Depende do modo que o Brasil vai progredir. Por exemplo, caso o Estado brasileiro mantenha uma grande extensão de terras livres, em grande parte na Amazônia ou em parte do Cerrado, e deixe esses grupos em paz, eles podem viver assim por muito mais tempo. Eu não sei quanto tempo. Há 50 anos, todo mundo dizia que os índios iam se acabar, mas eles não somente se multiplicaram, como ainda se mantêm com quase todos os aspectos e traços culturais que tinham antes. Mesmo aqueles que aprenderam o português, que convivem com fazendeiros, cidadãos e que conhecem o mundo.
De algumas décadas para cá, muitos jovens indígenas têm se preparado para assumir o papel de líderes. De que maneira é feita a escolha?
Em geral, eles precisam ter a capacidade de dialogar e articular com o mundo envolvente. Aprendem o português, os modos em que a sociedade brasileira se relaciona, o discurso político, a retórica, os meandros da nossa cultura, do bem e do mal. A partir daí, se imbuem do espírito de representar o seu povo diante da sociedade brasileira envolvente.










Por que, em entrevistas com lideranças indígenas, eles sempre se mostram saudosistas, nutrindo o desejo de regressar às suas aldeias? Você já esteve nos Estados Unidos ou na Europa? Quando você está lá, não dá saudade do Brasil?
É a mesma coisa. Você acha interessante,
bonito.

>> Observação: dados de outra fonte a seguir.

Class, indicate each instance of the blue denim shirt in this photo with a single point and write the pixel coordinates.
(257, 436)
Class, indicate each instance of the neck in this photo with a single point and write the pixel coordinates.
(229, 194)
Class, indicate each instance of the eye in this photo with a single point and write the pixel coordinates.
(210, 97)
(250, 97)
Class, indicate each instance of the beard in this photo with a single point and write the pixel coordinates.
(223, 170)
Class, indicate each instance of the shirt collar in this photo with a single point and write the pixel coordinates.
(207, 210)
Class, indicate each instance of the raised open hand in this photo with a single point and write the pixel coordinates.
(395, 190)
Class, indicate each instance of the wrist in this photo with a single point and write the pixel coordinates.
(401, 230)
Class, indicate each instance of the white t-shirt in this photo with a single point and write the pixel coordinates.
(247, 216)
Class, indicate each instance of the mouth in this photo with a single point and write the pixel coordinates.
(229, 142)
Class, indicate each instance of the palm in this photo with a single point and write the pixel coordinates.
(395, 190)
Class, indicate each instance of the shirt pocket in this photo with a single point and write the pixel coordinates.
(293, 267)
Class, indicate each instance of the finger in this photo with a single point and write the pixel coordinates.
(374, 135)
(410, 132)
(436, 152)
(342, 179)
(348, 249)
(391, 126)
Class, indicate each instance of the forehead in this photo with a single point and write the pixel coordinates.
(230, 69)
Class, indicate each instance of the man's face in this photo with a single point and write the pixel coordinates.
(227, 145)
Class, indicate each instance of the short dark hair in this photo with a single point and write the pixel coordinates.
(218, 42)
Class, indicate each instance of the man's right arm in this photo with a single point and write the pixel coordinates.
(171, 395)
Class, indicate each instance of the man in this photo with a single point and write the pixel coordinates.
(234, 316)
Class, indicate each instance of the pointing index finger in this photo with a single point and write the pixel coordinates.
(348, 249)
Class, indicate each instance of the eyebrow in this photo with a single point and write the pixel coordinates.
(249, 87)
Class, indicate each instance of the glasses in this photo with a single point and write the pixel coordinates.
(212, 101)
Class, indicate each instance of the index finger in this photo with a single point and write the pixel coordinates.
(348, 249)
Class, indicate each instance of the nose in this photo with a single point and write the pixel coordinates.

Mas a sua identidade é brasileira, dá vontade de estar no Brasil. A sua estada é uma experiência cultural de conhecimento do mundo mais amplo. Os índios têm esse mesmo sentimento quando estão na cidade.
Quem seriam os algozes, os inimigos dos índios, na sociedade contemporânea?
Em muitas terras indígenas, por exemplo, no Mato Grosso do Sul, são claramente os fazendeiros. Em épocas anteriores, eles tomaram suas terras ou as compraram do Estado. Os índios foram expulsos e agora estão querendo voltar. Em outras áreas, são os madeireiros que invadem as terras, e tentam corromper os índios para tirar madeira às escondidas. Em outros lugares, são os garimpeiros que invadem as terras dos Ianomâmis, por exemplo. Há também os mineradores de ouro, garimpeiros de diamante. Tudo isso é resultado da falta de políticas públicas. De certo modo, o Estado está devendo muito aos índios. Não é que o Estado seja inimigo deles, nem algoz, mas ele tem uma responsabilidade para com a assistência à proteção das populações indígenas. Mais adiante, é a própria sociedade civil que não se dá conta da importância dos índios como representação da diversidade cultural brasileira.
O que os índios têm a nos ensinar?
Eles nos ensinam a respeitar a natureza, a cuidar dos nossos filhos e respeitarmos uns aos outros. Nos ensinam a ser igualitários, a ser uma sociedade em que todos tenham as mesmas oportunidades e atributos, deveres e gozos; Além disso, também nos ensinaram a dormir em rede, tomar banho três vezes por dia, quando faz calor; a comer mandioca, farinha, gostar de abacaxi, a fumar, apesar de que fumar não é grande coisa. Eles nos ensinam também que uma sociedade pode ser igualitária, em que as crianças têm de ser educadas, fortalecendo as suas personalidades e não as reprimindo.